At 11 a.m. EDT today, RIM’s share price had dropped to $7.39 as investors reacted to Thursday’s financial results that showed sharply lower revenue and a $518 million loss in the quarter ending in May.
Meanwhile, Reuters reported overnight that RIM may be considering a switch from its proprietary mobile operating system to the Windows Phone OS for future smartphones.
In an email to Computerworld today, a RIM spokesman said that “Our main priority at hand is the successful launch of BlackBerry 10. We will continue to evaluate partnerships and licensing potential but are focused on BlackBerry 10.”
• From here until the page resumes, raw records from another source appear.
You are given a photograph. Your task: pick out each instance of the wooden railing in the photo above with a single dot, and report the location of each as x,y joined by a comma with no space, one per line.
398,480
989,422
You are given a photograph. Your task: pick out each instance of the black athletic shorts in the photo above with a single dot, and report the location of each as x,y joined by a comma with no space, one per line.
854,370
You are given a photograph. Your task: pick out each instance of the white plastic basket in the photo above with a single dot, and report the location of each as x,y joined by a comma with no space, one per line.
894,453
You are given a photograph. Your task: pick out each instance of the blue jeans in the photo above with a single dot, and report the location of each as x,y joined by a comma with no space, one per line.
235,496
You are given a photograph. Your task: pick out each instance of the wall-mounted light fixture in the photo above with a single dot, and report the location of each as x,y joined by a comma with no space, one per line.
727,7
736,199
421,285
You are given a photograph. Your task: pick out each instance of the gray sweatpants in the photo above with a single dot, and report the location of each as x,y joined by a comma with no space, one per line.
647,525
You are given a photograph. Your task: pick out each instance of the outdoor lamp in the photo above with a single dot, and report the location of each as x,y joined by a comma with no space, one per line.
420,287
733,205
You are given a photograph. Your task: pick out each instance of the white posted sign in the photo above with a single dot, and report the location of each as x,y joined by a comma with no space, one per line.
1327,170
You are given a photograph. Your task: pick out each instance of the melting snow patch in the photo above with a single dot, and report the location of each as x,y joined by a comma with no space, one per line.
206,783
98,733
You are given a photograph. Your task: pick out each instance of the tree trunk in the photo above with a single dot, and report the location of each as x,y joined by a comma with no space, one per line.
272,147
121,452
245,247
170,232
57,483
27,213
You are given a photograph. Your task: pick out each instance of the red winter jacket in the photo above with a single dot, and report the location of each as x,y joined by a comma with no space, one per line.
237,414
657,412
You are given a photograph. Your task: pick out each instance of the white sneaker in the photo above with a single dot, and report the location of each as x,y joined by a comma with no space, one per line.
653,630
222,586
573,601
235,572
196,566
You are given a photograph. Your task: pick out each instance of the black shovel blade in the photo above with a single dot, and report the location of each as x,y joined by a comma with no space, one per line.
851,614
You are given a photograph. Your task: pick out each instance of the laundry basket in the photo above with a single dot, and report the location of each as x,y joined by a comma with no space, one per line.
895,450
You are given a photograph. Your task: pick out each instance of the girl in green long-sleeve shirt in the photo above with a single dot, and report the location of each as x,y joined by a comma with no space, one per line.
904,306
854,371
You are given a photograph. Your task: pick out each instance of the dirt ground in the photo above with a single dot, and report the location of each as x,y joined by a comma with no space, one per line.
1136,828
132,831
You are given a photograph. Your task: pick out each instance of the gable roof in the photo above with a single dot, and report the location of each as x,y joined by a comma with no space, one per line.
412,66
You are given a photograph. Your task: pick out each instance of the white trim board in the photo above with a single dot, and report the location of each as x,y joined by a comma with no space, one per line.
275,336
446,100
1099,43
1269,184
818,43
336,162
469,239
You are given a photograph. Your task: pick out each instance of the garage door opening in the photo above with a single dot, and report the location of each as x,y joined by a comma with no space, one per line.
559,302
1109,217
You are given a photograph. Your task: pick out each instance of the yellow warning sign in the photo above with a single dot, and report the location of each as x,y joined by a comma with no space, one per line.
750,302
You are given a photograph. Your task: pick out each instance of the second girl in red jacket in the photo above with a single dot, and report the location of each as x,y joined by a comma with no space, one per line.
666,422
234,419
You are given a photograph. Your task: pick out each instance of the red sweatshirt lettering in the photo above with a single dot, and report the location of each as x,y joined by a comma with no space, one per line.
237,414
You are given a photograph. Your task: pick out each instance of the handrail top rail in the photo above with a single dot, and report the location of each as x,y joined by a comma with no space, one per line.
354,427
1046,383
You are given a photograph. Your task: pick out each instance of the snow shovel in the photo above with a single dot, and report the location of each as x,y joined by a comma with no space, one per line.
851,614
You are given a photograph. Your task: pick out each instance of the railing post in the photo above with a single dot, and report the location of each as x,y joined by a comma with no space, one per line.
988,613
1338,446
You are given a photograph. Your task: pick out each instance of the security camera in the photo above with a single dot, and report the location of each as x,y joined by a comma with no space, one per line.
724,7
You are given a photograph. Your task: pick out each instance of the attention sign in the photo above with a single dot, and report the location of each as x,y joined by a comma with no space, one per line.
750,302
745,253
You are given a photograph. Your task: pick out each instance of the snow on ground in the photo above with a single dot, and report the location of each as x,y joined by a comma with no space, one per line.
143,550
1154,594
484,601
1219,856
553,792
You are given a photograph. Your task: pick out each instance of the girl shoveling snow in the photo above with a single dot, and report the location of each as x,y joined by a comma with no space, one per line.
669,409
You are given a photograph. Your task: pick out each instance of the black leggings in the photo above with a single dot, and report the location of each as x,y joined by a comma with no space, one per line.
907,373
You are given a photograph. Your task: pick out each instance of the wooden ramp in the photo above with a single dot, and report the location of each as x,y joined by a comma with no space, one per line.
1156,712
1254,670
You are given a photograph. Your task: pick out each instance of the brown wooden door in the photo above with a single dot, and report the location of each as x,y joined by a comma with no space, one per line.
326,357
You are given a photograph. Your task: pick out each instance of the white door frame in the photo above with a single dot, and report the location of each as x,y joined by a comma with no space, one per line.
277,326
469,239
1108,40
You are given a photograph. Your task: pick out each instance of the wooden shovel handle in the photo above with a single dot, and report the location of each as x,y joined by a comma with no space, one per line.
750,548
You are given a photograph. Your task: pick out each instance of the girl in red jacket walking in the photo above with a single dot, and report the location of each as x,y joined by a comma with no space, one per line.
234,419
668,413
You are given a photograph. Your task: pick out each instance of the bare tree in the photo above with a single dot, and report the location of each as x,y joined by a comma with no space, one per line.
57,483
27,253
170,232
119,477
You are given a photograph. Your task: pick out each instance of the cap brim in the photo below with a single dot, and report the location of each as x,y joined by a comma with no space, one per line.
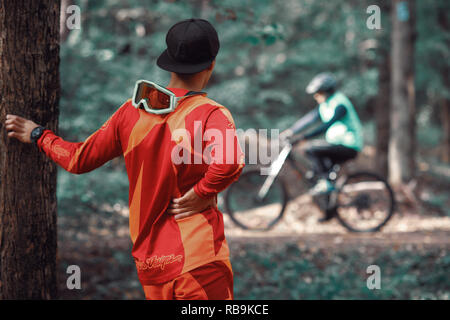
165,62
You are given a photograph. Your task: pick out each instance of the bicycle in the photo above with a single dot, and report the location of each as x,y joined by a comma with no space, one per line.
362,201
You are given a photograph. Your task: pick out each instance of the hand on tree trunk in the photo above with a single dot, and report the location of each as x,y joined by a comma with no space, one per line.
19,128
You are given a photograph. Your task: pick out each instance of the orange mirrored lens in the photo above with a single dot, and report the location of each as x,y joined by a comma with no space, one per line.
155,98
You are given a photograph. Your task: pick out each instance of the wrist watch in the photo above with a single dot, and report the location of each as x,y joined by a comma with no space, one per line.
36,134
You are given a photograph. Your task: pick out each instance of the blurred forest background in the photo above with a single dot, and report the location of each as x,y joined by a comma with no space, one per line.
269,52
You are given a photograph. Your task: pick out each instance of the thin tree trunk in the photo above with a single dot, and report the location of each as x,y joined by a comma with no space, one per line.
29,87
382,110
402,141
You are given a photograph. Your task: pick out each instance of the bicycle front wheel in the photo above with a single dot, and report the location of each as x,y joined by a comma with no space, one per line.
247,209
364,202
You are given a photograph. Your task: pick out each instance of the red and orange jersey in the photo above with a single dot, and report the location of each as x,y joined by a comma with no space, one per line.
164,247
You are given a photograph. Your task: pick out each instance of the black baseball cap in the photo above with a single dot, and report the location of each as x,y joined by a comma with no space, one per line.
192,45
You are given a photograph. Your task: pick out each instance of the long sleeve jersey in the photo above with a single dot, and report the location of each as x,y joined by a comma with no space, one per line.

The launch will now come in 2013.
Several analysts Friday cast doubt on the Reuters report, which cited three sources who said continuing financial pressures are forcing RIM executives to consider potentially undesirable options like partnering with Microsoft or even selling its network business. Selling the proprietary global network would open RIM’s network operations centre to other smartphone providers that could in turn enhance their network security.
Both options, the sources told Reuters, were undesirable to the RIM board, which still wants to push ahead with BlackBerry 10.
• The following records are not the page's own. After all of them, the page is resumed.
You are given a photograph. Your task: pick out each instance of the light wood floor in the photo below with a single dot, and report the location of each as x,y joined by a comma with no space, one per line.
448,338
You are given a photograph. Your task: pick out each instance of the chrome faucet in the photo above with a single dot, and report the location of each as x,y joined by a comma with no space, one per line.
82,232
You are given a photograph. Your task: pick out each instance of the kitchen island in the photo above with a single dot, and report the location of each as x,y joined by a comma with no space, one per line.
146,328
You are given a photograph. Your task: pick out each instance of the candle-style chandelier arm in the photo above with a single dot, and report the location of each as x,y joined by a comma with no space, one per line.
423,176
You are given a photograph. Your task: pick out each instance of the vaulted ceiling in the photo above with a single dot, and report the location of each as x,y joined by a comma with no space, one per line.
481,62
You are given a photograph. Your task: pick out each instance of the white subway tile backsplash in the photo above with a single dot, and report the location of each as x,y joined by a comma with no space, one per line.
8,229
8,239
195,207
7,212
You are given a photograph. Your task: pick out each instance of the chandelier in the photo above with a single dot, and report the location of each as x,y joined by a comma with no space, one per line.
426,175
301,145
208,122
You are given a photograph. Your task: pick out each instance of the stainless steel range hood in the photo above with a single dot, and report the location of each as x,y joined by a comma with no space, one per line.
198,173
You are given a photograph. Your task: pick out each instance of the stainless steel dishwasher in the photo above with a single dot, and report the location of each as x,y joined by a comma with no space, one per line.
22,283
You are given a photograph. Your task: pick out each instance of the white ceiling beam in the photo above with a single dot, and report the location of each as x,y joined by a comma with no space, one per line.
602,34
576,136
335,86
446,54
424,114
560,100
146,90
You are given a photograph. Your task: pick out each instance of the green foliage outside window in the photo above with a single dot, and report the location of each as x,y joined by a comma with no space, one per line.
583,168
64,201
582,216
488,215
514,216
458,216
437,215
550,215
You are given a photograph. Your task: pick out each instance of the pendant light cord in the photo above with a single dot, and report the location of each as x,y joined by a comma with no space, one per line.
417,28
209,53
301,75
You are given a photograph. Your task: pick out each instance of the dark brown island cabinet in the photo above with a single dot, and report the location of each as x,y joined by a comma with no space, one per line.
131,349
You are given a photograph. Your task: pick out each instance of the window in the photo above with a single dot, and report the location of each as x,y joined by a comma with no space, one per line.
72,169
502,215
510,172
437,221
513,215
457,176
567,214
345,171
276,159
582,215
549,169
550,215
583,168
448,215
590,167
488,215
“RIM seems unlikely to give up on BlackBerry 10, given how much they emphasised it” during Thursday’s earnings call, said Stuart Jeffrey, an analyst at Nomura International.
Still, in a note entitled “Fiddling while RIM burns” sent to investors on Friday, Jeffrey said, “If RIM continues to be run as it is, we believe that the company will eventually fail.”
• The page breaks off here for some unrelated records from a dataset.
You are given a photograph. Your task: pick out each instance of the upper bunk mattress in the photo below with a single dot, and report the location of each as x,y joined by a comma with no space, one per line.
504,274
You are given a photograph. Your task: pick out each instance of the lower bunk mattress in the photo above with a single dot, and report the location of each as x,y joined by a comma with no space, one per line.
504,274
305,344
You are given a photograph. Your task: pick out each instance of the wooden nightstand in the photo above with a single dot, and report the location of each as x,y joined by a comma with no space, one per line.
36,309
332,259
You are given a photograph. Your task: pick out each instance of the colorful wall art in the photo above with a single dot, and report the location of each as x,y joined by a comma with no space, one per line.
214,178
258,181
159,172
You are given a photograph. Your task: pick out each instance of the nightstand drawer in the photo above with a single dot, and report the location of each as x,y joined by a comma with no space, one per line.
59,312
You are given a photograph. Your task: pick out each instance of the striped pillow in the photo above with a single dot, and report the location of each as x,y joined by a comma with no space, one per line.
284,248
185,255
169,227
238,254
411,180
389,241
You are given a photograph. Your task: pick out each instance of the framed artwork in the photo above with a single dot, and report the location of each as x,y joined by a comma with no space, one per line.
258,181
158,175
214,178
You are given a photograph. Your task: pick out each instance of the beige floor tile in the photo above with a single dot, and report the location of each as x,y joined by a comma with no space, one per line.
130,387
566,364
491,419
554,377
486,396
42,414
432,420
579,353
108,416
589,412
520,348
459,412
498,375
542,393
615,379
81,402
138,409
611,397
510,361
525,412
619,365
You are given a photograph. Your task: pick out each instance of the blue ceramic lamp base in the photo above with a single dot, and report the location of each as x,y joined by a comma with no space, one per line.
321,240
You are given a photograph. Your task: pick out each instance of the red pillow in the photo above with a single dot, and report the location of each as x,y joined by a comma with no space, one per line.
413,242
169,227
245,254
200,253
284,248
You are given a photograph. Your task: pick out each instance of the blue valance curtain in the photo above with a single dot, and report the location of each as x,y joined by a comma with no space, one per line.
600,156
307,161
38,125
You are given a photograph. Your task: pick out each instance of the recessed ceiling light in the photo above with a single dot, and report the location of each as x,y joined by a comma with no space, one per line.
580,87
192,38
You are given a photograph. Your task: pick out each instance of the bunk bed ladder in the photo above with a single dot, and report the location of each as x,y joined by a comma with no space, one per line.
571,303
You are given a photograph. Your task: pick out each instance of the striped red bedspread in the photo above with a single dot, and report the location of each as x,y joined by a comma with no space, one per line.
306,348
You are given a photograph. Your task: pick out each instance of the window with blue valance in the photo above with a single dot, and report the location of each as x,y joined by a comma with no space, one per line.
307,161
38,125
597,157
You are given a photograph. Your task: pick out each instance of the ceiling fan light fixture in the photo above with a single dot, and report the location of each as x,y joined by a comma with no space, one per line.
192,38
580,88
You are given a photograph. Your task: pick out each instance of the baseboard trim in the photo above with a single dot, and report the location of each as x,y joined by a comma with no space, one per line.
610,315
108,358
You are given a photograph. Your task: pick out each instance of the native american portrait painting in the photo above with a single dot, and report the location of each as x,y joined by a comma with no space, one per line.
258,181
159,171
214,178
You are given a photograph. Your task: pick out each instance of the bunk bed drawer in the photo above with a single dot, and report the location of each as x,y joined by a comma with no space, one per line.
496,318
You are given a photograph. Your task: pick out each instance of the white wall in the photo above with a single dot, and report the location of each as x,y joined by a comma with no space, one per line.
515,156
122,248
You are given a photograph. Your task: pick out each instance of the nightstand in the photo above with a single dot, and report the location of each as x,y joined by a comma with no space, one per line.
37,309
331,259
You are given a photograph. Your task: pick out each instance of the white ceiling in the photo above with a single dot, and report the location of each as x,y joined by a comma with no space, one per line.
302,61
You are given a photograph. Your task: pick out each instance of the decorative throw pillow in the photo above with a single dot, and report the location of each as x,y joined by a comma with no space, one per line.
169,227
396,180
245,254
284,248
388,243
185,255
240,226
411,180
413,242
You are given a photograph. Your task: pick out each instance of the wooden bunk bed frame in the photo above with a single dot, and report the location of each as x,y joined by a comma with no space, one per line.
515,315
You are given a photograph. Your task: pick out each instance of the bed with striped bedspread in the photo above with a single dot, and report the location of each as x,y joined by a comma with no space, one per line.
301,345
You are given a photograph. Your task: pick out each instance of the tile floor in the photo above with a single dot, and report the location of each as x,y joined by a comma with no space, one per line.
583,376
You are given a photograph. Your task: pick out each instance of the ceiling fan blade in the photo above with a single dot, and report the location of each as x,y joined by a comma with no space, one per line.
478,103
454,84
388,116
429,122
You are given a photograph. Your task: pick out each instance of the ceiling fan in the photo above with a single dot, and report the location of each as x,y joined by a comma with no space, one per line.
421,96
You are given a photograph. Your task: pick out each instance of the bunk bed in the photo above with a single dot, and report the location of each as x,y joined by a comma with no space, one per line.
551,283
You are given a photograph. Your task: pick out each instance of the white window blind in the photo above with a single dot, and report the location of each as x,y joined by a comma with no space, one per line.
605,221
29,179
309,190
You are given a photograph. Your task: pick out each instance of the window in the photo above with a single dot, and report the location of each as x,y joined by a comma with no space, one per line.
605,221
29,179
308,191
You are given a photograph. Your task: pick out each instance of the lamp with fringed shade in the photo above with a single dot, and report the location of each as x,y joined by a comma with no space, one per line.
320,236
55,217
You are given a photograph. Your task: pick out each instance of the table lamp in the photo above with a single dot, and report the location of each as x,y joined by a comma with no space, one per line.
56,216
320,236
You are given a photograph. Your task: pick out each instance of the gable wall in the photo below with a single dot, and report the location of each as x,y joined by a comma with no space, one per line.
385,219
Jeffrey said he doesn’t anticipate that RIM will be acquired or will merge with another company, but noted that Google’s acquisition of Motorola Mobility had seemed unlikely before it happened.
Thus, the note said that a merger or acquisition is “the only reason to not turn negative on the stock.”
Jack Gold, an analyst at J. Gold Associates, said switching to Windows Phone “would make no sense. It would take longer for RIM to get WinPhone working than to continue the path to BB10.”
Added Ramon Llamas, an analyst at IDC: “It doesn’t make sense for RIM to switch to Windows, because that scenario is a one-way street that benefits only Microsoft, which wants a bigger smartphone footprint globally.”
IDC said BlackBerry’s smartphone share in the first quarter of 2012 was just 6.4%, about half of its share a year earlier.
Llamas is one of very few analysts that see some hope for RIM.
“RIM has lost luster in a lot of quarters, but RIM also still has good brand recognition in a lot of the world,” he said, though he added that “it’s going to get worse before it gets better.”
Llamas also said that RIM should make moves to halt the departures of top executives while focusing on boosting its business in emerging markets like Brazil, India, Indonesia, the Middle East and Africa “where a lot of people are looking to upgrade their BlackBerry phones.”
Gold said that aside from the dismal — and expected — financial news, “the real bad news is that RIM is slipping BlackBerry 10 shipments into next year. [That] means they will miss both the back-to-school and holiday selling seasons.”
At the same time, Gold noted that Windows Phone 8 and iOS 6 are expected to launch in coming months.
“I don’t know how long the installed base of users will wait for RIM to get Blackberry 10 out. I suspect many will jump ship for another OS in the next six months, having been disappointed by the delay,” Gold added.